Osmanlı devlet adamı ve bestekâr.

10 Muharrem 1242 (14 Ağustos 1826) tarihinde İstanbul’da Beşiktaş’ta doğdu. Asıl adı Mehmed Nevres olup babası Basra gümrük müdürlerinden Mustafa Bey’dir. Pakalın onun Başmâbeyinci Derviş Paşazâde Mehmed Bey’in oğlu olduğunu kaydeder. İlk öğrenimini tamamladıktan sonra on bir yaşlarında iken Musâhib Said Efendi’nin tavsiyesiyle II. Mahmud’un huzuruna çıkarıldı ve Şehzade Abdülaziz’in hizmetine verildi. Sultan Abdülmecid’in tahta çıkmasının (1839) ardından Abdülaziz’in hizmetinden alındı ve Enderun’da öğrenimine devam etti. Arapça ve Farsça öğrendi, bu arada edebî sahada da kendisini yetiştirdi. 1 Haziran 1855’te tekrar Abdülaziz’in hizmetine verildi. Abdülaziz’in cülûsunda (25 Haziran 1861) ikinci mâbeyinciliğe getirildi, fakat hemen ardından mîr-i mîrân rütbesiyle Erbaa (günümüzde Çatalca) kaymakamlığına tayin edildi. 12 Ağustos 1861’de ıstabl-ı âmire müdürlüğüne getirildi. 23 Mart 1862 tarihinde üçüncü mâbeyincilik, 14 Nisan’da Meclis-i Vâlâ-yı Ahkâm-ı Adliyye üyeliği, 5 Mayıs’ta Bursa mutasarrıflığı görevlerinde bulundu. Rumeli beylerbeyi pâyesi verilen ve 10 Haziran’da başmâbeyinciliğe getirilen Nevres Paşa 3 Ağustos’ta vezirlik pâyesiyle Maliye nâzırı ve 11 Ocak 1863’te Maarif nâzırı oldu.

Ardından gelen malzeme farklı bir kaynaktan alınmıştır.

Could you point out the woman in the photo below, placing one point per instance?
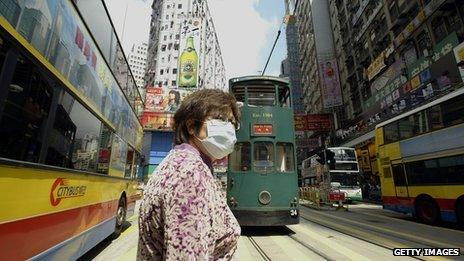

Aynı yılın 24 Şubatında Bursa mutasarrıflığına, 12 Temmuz 1864’te Meclis-i Vâlâ âzalığına tayininin ardından 10 Eylül’de mâbeyine memur ve 27 Ekim’de Meclis-i Vâlâ’ya üye oldu. 1865 yılında Maarif nâzırlığı, Meclis-i Vâlâ üyeliği ve Kastamonu mutasarrıflığı görevlerinde bulundu. 20 Şubat 1866’da tekrar mâbeyne döndüyse de 30 Ekim’de kendisine ikinci defa baş-mâbeyincilik verildi. 8 Mayıs 1867’de Meclis-i Vâlâ üyeliğine tayin edildi, ancak 26 Mart 1868’de yine mâbeyne alındı. Bir yıl sonra Hidiv İsmâil Paşa’nın kızının düğününe hediye götürmek üzere Mısır’a gönderildi. 5 Kasım 1869’da mâbeyinden çıkarıldıktan sonra 26 Mayıs 1870’te tekrar başmâbeyinci oldu. Karaciğer rahatsızlığı sebebiyle 2 Ağustos 1871’de bu görevden istifa etti. 23 Kasım 1872’de tedavi için Viyana’ya gitti ve 12 Şevval 1289 (13 Aralık 1872) tarihinde orada vefat etti. Cenazesi, vasiyeti üzerine İstanbul’a getirilerek Kanlıca İskelesi yakınındaki mescidin hazîresine defnedildi. Mehmed Süreyyâ ve Mehmet Zeki Pakalın’ın onun Nis’te öldüğüne dair ifadeleri doğru değildir. Muallim Feyzi Efendi vefatına, “Feyziyâ bir daha doldur kadeh-i târihi / Nûş kıldı ecelin câmını Nevres Paşa, 1289” beytiyle tarih düşürmüştür.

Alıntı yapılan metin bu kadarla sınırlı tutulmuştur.